[ROCm] Add AMD GPU support to the Python backend by jeffdaily · Pull Request #747 · CERN/TIGRE

jeffdaily · 2026-06-19T22:58:22Z

This adds an AMD GPU build of TIGRE's Python backend with ROCm/HIP, alongside the existing CUDA build. The CUDA path is selected by default and the AMD support is added behind USE_HIP / BUILD_WITH_HIP, so every effort has been made to leave the CUDA build untouched; the ROCm build is opt-in through environment variables. The CUDA sources were compile-checked with nvcc but were not run, as the development hosts have no NVIDIA GPU.

How to review: setup.py first (the build wiring), then Common/CUDA/cuda_to_hip.h (the CUDA->HIP symbol mapping and the texture path), then the per-source changes (texture filter mode, the Siddon ray-loop bound, and the cuRAND -> hipRAND include), then the install-doc update.

setup.py keeps the existing hand-rolled per-.cu compiler driver and adds a BUILD_WITH_HIP branch (both the Unix and the MSVC/Windows paths).
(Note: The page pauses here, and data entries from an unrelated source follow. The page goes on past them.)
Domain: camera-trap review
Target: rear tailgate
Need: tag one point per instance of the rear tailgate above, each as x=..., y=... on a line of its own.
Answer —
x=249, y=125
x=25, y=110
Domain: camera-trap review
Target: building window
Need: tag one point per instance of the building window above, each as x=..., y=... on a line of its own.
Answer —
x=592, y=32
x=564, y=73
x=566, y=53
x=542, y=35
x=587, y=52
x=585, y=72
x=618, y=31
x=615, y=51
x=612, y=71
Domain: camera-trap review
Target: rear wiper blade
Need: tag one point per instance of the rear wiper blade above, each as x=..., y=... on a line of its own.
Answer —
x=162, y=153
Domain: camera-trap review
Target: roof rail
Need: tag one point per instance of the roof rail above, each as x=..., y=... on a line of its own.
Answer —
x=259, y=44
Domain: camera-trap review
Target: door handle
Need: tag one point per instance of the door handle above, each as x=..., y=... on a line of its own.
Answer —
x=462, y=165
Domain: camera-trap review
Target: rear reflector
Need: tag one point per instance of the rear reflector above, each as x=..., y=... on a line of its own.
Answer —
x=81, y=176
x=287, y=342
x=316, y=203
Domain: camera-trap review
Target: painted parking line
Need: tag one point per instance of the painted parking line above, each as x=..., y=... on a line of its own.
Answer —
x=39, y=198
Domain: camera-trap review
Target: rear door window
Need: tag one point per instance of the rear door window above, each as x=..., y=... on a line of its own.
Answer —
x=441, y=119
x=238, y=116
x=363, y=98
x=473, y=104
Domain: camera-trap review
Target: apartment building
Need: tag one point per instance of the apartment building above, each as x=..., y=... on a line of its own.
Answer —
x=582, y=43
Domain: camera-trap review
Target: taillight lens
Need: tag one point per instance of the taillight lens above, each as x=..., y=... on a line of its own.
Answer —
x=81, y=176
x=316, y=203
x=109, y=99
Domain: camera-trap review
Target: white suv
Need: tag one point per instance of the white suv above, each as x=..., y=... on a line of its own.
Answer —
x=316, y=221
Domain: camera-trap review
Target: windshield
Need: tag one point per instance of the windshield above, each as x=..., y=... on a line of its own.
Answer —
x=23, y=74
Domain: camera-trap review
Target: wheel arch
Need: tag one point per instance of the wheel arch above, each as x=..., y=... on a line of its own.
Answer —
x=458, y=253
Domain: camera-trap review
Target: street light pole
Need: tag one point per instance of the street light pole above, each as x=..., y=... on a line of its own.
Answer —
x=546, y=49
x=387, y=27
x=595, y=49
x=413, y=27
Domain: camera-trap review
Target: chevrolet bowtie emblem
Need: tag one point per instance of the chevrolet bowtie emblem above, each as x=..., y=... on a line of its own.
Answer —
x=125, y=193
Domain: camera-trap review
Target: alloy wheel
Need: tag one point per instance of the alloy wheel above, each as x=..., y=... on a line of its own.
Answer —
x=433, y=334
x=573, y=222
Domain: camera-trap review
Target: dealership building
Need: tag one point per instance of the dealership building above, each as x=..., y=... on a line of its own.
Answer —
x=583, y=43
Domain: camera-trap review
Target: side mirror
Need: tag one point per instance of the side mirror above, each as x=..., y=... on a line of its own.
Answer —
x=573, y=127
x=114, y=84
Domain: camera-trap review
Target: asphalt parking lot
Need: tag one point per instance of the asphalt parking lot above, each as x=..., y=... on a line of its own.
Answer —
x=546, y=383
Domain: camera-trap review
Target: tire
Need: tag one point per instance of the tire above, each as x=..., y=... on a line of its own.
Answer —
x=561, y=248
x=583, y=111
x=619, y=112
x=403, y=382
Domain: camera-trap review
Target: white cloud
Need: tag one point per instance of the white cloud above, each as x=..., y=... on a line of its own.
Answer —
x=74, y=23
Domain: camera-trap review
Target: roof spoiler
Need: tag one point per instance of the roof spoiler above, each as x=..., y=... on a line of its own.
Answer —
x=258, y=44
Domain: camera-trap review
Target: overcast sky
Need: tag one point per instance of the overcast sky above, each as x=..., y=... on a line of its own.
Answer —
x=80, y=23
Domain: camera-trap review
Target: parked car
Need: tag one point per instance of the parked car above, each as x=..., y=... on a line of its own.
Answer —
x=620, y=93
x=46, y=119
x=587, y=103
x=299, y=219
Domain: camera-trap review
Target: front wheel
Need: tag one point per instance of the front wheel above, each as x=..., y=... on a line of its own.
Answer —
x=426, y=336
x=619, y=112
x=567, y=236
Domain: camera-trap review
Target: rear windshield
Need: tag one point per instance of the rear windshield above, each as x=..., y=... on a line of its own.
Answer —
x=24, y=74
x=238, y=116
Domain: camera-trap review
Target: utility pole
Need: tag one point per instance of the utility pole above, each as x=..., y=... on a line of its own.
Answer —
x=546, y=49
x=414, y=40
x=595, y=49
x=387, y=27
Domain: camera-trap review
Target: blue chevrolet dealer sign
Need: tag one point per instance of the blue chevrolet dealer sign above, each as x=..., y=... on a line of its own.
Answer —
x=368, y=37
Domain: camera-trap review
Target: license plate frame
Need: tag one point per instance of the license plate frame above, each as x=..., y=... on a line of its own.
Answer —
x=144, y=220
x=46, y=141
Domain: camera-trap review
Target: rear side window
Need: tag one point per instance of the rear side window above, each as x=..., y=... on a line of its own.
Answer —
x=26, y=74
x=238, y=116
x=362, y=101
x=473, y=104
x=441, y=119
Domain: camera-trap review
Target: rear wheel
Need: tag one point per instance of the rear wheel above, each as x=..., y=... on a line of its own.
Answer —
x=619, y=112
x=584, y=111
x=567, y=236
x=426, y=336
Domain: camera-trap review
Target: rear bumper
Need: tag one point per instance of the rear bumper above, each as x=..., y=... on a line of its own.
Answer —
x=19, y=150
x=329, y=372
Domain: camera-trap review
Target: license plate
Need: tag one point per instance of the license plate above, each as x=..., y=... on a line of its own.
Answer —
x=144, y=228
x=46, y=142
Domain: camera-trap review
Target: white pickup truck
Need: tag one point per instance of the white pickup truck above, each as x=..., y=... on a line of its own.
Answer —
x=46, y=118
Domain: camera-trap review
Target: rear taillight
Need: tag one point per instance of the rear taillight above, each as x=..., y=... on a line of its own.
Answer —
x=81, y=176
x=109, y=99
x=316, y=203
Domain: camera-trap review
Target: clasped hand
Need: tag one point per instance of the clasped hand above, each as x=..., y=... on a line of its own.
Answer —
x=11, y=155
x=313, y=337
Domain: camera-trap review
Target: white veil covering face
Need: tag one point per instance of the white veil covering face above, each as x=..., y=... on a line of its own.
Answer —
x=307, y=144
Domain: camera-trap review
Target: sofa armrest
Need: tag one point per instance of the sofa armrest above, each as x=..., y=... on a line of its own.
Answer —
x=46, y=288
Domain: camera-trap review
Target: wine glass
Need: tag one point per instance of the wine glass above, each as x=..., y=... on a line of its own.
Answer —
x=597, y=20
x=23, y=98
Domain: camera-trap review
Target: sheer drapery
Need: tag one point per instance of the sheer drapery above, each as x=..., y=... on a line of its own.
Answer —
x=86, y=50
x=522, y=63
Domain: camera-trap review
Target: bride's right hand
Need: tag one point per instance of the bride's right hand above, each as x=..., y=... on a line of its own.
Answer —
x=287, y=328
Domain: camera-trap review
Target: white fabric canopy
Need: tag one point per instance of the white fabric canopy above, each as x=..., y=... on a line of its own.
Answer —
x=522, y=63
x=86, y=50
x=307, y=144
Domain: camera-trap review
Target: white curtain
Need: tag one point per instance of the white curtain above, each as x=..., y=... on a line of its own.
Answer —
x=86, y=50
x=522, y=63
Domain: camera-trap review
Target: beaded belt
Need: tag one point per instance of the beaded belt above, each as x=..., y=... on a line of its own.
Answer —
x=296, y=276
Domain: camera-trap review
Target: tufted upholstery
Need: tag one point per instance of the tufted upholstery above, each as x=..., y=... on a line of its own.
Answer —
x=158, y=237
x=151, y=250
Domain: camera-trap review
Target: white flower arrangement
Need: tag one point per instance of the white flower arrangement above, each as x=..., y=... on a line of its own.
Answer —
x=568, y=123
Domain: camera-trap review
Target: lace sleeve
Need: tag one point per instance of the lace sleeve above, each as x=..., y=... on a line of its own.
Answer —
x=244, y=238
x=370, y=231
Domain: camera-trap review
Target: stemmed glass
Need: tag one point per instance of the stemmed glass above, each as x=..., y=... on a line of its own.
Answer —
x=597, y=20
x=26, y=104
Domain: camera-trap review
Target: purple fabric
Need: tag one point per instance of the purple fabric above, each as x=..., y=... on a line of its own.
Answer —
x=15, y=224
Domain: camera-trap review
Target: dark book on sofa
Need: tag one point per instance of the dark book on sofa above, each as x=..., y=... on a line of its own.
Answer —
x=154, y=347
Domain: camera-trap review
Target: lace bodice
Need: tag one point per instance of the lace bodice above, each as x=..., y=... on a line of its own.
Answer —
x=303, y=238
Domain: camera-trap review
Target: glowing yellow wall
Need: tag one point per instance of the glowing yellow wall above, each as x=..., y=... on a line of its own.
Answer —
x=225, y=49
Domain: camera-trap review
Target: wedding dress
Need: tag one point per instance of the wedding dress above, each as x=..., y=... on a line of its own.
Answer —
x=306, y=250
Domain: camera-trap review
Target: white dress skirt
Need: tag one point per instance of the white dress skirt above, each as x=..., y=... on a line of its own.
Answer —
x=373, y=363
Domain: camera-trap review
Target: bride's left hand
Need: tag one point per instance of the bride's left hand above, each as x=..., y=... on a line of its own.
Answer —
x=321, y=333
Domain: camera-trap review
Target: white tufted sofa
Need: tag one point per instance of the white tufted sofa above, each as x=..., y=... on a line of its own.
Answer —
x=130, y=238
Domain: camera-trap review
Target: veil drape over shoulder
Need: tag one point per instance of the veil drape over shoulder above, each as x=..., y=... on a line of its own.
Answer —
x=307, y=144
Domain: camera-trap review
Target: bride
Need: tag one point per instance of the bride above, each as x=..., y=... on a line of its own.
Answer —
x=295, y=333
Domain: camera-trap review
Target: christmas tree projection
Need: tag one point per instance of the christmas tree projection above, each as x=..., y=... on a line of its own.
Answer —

With BUILD_WITH_HIP=1 it compiles the .cu sources with hipcc (-x hip --offload-arch=$HIP_ARCH, default gfx90a; comma-separated for multiple targets), links amdhip64 instead of cudart, and skips the nvcc-at-import probing that is absent on a ROCm-only host. On Windows it drives clang++ directly with --hip-path and -fms-runtime-lib=dll to match the MSVC /MD CRT.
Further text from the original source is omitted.